Reklama

Małgorzata Rozenek-Majdan za kilka dni powita na świecie swojego trzeciego syna. Choć mogłoby się wydawać, że jest doświadczoną mamą, okazuje się, że do tej ciąży przygotowywała się w wyjątkowy sposób. W najnowszym wywiadzie opowiedziała o swoich dotychczasowych przeżyciach. Niektóre z nich były naprawdę dramatyczne...

Reklama

Małgorzata Rozenek-Majdan o porodzie

W przeciągu ostatnich miesięcy Małgorzata Rozenek-Majdan równocześnie z intensywnymi przygotowaniami do porodu, postanowiła podzielić się swoimi przeżyciami z innymi kobietami. Tak narodził się pomysł na napisanie poradnika dla wszystkich przyszłych mam, który jest, jak sama mówi: „Kompendium wiedzy dla mniej i bardziej doświadczonych rodziców, w którym razem z najlepszymi specjalistami, ekspertami i lekarzami pomożemy Wam przejść krok po kroku przez ciąże, znajdziemy odpowiedzi na wiele nurtujących pytań, obalimy mity i rozwiejemy wszelkie niepewności związane z tym okresem”. Choć obecnie już lada dzień zostanie po raz trzeci mamą, w sobotnie popołudnie 30 maja udzieliła jeszcze wywiadu Justynie Dżbik-Kluge z wydawnictwa Prószyński i S-ka. W rozmowie opowiedziała o intymnych szczegółach dotyczących jej porodu.

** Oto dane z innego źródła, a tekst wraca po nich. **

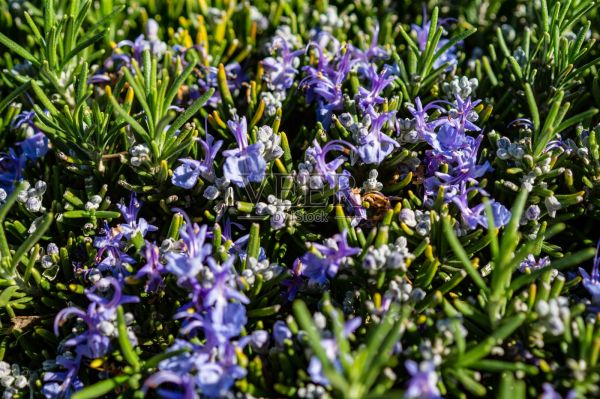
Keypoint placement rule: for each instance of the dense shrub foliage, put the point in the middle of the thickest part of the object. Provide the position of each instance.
(345, 199)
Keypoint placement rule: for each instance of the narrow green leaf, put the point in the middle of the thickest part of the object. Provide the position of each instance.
(189, 112)
(462, 255)
(127, 349)
(101, 388)
(17, 49)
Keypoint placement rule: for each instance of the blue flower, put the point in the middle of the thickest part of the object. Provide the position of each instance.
(423, 381)
(376, 145)
(34, 147)
(367, 99)
(133, 225)
(281, 71)
(186, 175)
(245, 163)
(215, 381)
(153, 270)
(325, 259)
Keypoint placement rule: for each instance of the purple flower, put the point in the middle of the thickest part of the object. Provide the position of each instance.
(327, 170)
(366, 99)
(186, 175)
(94, 341)
(134, 225)
(281, 71)
(110, 254)
(185, 383)
(62, 384)
(324, 260)
(11, 169)
(592, 283)
(531, 263)
(235, 79)
(188, 264)
(153, 270)
(281, 332)
(376, 145)
(323, 83)
(34, 147)
(245, 163)
(423, 381)
(477, 216)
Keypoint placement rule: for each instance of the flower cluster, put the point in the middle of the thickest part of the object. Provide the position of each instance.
(330, 199)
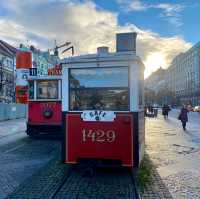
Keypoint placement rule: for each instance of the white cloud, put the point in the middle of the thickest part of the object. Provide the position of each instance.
(85, 25)
(169, 12)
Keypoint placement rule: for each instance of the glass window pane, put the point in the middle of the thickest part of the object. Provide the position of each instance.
(99, 88)
(47, 89)
(31, 89)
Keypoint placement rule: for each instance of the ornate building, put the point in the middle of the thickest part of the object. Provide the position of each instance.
(7, 72)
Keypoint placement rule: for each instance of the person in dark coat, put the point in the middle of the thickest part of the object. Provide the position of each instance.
(165, 111)
(183, 117)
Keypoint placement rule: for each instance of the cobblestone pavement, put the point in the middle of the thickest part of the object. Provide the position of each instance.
(60, 181)
(22, 157)
(176, 155)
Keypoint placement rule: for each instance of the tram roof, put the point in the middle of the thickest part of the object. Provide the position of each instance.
(102, 57)
(46, 77)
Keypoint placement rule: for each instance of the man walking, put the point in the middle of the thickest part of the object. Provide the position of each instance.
(183, 117)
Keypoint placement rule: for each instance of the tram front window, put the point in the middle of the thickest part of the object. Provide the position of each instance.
(99, 89)
(47, 89)
(31, 90)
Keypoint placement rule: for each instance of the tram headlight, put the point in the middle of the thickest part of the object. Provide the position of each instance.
(48, 113)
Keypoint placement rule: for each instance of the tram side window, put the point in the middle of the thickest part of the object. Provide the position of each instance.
(47, 89)
(31, 90)
(99, 88)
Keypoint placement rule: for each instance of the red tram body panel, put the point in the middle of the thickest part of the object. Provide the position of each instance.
(100, 140)
(103, 106)
(44, 106)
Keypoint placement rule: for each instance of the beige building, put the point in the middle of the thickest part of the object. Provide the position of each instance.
(7, 74)
(183, 76)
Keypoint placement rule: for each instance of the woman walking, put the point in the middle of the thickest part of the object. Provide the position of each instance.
(183, 117)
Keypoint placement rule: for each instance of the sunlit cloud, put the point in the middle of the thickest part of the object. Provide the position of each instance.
(40, 22)
(169, 12)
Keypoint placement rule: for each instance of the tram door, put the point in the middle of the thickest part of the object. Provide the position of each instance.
(102, 106)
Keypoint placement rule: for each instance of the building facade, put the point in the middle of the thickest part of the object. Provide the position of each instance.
(183, 76)
(7, 72)
(156, 81)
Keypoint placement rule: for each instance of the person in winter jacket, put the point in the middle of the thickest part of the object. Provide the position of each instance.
(183, 116)
(165, 111)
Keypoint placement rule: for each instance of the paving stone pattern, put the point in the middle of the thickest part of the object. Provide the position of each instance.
(21, 159)
(157, 188)
(57, 180)
(104, 184)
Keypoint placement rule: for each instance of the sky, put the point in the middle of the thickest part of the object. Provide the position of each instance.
(165, 27)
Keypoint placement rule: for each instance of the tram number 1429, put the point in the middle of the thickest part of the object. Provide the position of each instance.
(98, 135)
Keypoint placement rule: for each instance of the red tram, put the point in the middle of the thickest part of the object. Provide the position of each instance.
(102, 105)
(44, 105)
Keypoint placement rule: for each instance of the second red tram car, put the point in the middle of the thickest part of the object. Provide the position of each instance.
(44, 105)
(102, 105)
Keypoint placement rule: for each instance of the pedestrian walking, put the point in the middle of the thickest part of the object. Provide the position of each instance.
(165, 111)
(183, 117)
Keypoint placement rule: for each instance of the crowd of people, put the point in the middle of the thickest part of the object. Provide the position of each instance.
(152, 111)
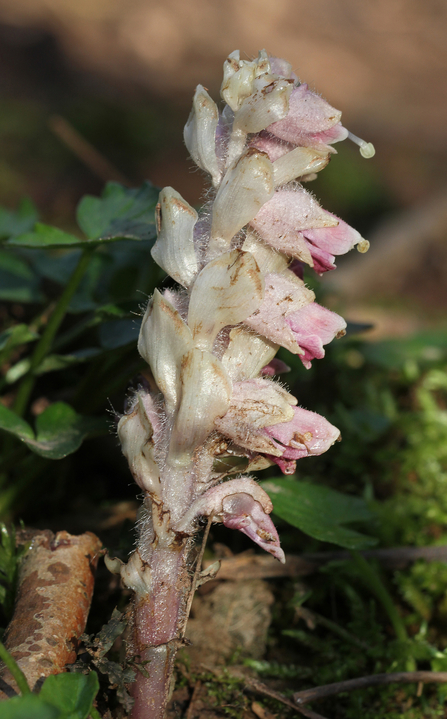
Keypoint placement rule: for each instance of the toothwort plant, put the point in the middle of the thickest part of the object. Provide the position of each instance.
(210, 345)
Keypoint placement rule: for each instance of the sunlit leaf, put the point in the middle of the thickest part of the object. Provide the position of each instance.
(29, 707)
(319, 511)
(44, 236)
(72, 694)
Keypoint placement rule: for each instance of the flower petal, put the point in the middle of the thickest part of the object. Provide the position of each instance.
(241, 511)
(200, 133)
(314, 326)
(164, 339)
(226, 292)
(174, 248)
(136, 432)
(284, 295)
(308, 116)
(306, 435)
(246, 354)
(247, 185)
(205, 395)
(267, 104)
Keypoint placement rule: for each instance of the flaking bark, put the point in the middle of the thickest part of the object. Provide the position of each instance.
(54, 593)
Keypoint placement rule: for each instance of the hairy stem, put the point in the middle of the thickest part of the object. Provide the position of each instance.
(159, 617)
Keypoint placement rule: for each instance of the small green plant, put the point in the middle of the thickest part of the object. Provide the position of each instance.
(10, 556)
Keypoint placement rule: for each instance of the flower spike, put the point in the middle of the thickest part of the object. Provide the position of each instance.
(210, 343)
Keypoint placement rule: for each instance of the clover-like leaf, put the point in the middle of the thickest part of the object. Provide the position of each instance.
(72, 694)
(59, 429)
(319, 511)
(29, 706)
(44, 236)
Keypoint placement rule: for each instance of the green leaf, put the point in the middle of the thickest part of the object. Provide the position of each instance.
(394, 354)
(12, 423)
(29, 707)
(55, 362)
(16, 223)
(72, 694)
(120, 213)
(59, 429)
(118, 333)
(18, 282)
(14, 336)
(44, 236)
(319, 511)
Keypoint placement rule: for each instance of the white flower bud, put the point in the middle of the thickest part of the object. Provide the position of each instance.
(267, 258)
(227, 291)
(247, 354)
(247, 185)
(174, 248)
(205, 395)
(136, 575)
(200, 133)
(237, 81)
(297, 163)
(164, 340)
(135, 433)
(264, 107)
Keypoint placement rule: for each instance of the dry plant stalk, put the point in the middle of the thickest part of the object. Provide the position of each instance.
(55, 588)
(210, 345)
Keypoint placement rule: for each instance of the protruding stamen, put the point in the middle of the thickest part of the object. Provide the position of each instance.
(367, 149)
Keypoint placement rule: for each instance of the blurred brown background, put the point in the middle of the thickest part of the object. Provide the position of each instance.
(122, 73)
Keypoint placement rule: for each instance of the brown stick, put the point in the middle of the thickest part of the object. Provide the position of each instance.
(256, 566)
(258, 686)
(55, 588)
(329, 690)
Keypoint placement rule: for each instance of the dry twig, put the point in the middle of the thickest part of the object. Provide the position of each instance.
(55, 588)
(329, 690)
(256, 566)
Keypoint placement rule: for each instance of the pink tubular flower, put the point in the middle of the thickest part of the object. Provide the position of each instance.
(314, 326)
(288, 317)
(262, 418)
(310, 122)
(306, 435)
(242, 512)
(302, 229)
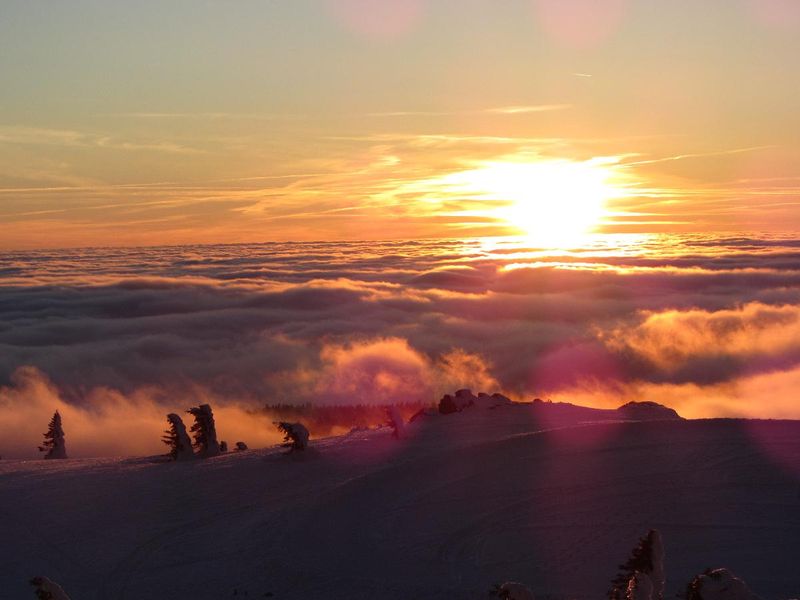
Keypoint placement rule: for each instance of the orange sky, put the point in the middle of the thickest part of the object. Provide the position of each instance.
(348, 119)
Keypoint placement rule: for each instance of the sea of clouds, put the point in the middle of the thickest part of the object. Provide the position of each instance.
(117, 337)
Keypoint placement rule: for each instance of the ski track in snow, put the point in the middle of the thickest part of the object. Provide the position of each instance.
(467, 501)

Punktem wyjścia tej rozmowy był oczywiście nowy poradnik Perfekcyjnej Pani Domu. Rozenek-Majdan wyjaśniła skąd tytuł na książkę: „Świadoma mama to nie jest mama 20, 30, 40-letnia. Świadoma mama to jest kobieta, która wie, że chce być w tej ciąży i z tego powodu jest szczęśliwa, ale też zdaje sobie sprawę z trudności”.

W kolejnej części wywiadu, gwiazda odniosła się właśnie do tych trudności. Okazało się, że jej poprzednie porody wcale nie były łatwe. Przyznała, że przed pierwszym połogiem nikt jej nie uprzedził, jak to będzie wyglądało, mimo tego że w rodzinie ma wiele kobiet. Był to prawdziwy koszmar. Dodała: „Teraz jestem przygotowana na to, że te pierwsze kilka tygodni nie będzie dla mnie jakimś super czasem”.

Depresja poporodowa Małgorzaty Rozenek-Majdan

Gwiazda wróciła również pamięcią do ciężkiego czasu w 2006 roku, kiedy to została mamą Stanisława. Ujawniła: „Ten pierwszy raz był dla mnie taki szokujący, bo później już wiedziałam. Ja urodziłam pierwszego syna w niedzielę, we wtorek wyszłam ze szpitala i w czwartek dopadł mnie baby blues. To jest takie krótkotrwałe obniżenie nastroju, które jest spowodowane znaczącym, bardzo silnym spadkiem hormonów, które podtrzymywały ciążę. I byłam przerażona, bo mówię: Mój Boże, przecież ja tak bardzo chciałam tego dziecka i taka jestem szczęśliwa, że to dziecko jest, a jednocześnie przeżywałam trudne do okiełznania emocje. Płakałam przez tydzień”.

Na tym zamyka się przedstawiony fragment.